Namely, running rg pat < file will recursively search the current directory instead of file. A workaround is to do rg pat - < file, which will search file.
This is a consequence of fixing #19. Maybe there is a better way to detect whether stdin is a pipe automatically, but I don't know it. @vadz in particular points out that it is quite hairy:
Oh, sorry, I should have thought about this, this is actually a pretty well-known issue -- but without any good solution, unfortunately. The problem is that Windows doesn't have any concept of PTY, so when a program is running in any kind of terminal emulator, and not the standard console window, its stdin is always connected to a pipe, as far as Windows is concerned. Cygwin applications can distinguish between "real" pipes and normal input from the terminal, but I don't know of any way to do this without linking to cygwin1.dll.

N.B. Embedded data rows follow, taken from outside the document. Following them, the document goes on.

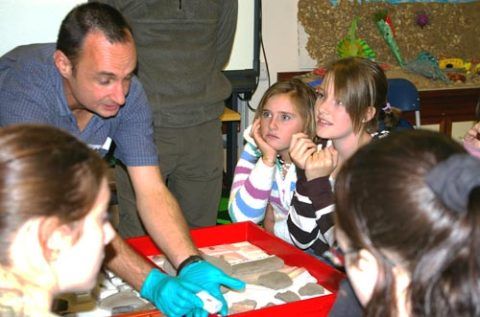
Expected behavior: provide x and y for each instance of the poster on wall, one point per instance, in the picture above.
(335, 2)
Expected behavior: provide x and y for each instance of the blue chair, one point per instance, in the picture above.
(403, 94)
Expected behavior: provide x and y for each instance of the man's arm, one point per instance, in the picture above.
(123, 261)
(161, 214)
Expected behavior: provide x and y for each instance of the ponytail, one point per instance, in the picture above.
(389, 117)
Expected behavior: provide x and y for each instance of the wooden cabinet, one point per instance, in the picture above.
(445, 106)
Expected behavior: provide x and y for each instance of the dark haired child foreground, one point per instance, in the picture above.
(407, 220)
(53, 211)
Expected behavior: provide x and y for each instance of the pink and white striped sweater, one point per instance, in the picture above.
(255, 185)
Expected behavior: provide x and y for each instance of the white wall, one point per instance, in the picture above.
(31, 21)
(280, 38)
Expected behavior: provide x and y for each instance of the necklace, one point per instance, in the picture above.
(283, 166)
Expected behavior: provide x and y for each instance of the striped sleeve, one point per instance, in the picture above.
(310, 220)
(251, 188)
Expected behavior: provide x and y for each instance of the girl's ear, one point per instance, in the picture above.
(63, 63)
(60, 238)
(363, 274)
(369, 114)
(367, 263)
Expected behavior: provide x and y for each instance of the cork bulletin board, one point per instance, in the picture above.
(452, 29)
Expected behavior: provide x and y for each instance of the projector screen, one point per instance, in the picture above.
(37, 21)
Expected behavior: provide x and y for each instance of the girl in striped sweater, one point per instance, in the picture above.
(352, 100)
(265, 177)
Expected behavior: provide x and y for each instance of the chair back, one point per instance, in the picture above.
(403, 94)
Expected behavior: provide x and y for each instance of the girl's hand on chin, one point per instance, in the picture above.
(269, 154)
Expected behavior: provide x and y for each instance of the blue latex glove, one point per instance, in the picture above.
(171, 295)
(210, 278)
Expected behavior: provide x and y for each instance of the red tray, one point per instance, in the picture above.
(327, 276)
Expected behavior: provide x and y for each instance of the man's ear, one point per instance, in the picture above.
(63, 63)
(369, 114)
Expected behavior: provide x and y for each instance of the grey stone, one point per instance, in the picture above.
(275, 280)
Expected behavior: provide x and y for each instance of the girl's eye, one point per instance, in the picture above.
(319, 93)
(104, 82)
(266, 114)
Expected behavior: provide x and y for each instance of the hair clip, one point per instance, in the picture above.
(387, 107)
(452, 180)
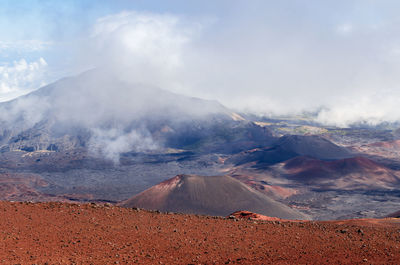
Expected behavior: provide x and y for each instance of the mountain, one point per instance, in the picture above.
(212, 195)
(100, 111)
(343, 174)
(290, 146)
(394, 215)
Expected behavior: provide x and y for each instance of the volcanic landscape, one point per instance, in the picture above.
(62, 233)
(188, 181)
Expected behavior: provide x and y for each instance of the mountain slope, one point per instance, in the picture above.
(349, 173)
(290, 146)
(214, 195)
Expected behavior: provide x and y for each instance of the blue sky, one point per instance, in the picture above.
(270, 57)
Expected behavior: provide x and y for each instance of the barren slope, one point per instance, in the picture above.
(212, 195)
(59, 233)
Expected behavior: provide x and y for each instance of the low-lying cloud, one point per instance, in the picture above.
(21, 77)
(269, 58)
(339, 59)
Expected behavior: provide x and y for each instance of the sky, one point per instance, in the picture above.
(337, 59)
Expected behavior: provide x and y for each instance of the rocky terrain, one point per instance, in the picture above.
(60, 233)
(110, 148)
(211, 195)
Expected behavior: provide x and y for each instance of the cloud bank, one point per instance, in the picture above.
(340, 59)
(21, 77)
(268, 58)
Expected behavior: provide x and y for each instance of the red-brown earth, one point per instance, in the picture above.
(62, 233)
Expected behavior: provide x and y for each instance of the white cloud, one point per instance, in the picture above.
(21, 77)
(142, 47)
(345, 28)
(23, 46)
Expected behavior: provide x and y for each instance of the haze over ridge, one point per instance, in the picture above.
(339, 59)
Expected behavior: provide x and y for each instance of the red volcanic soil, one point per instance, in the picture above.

I think you should still be able to detect whether stdin is a TTY when running inside the native console and you should be able to check for this (running inside console, I mean). But everything console-related in Windows is pretty hairy, just look at our own code for detecting whether we can write to a console...
For what it's worth, you can detect this particular case. If you run type file | rg pat then the standard input handle in rg will be a pipe handle, but if you do rg pat < file then the standard input handle will be a file handle. You can distinguish them using the result of
GetFileType(GetStdHandle(STD_INPUT_HANDLE))
One caveat: this is true of cmd.exe. I don't know that other shells implement this the same way.
Also noticed that cat something | rg does not work as expected on Windows and still searches recursively. I'm on Cygwin and installed through cargo, if that matters. ag does not show this issue, so maybe some of their checks could be reimplemented.
@silverwind Does ag have the issue described in #19?
Nope, no such issue with ag. I compiled ag from source under the Cygwin. I think many of the Cygwin issues that were reported are because of the fact that people are installing native Windows binaries, which in most cases is very bad. These binaries expect Windows interfaces and behaviour. Much better to build on the system's native toolchain.
I assume by installing through cargo , everything is built from source, right?
Oh, and I did some more testing with rg. I've also tested with https://github.com/rprichard/winpty which is basically a wrapper to cmd which helps native Windows binaries to run smoothly in a Cygwin terminal. My results:
echo x | rg x has the issue that it searches recursivelywinpty cmd /c 'echo x | rg x' also has the issueecho x | rg x in a native cmd has the issuewinpty cmd and entering echo x | rg x has the issueedit: updated, my bad. It doesn't work in any of the attempts.
Oh, and because it likely matters, Rust nightly was installed in the GNU version:
rustc 1.14.0-nightly (ad19c32a5 2016-10-06)
So far, I don't see any other issues. Everything work except this stdin issue.
I don't have time at the moment to dig into this, but I'm skeptical that there's any big difference between compiling ripgrep from source on Windows and distributing a binary for Windows. If using a Windows binary is bad, could you please explain why in detail?
If you install with cargo, then yes, it's compiled from source.
Please also consider that I don't know much about Windows. I'm making it up as I go.
If using a Windows binary is bad, could you please explain why in detail?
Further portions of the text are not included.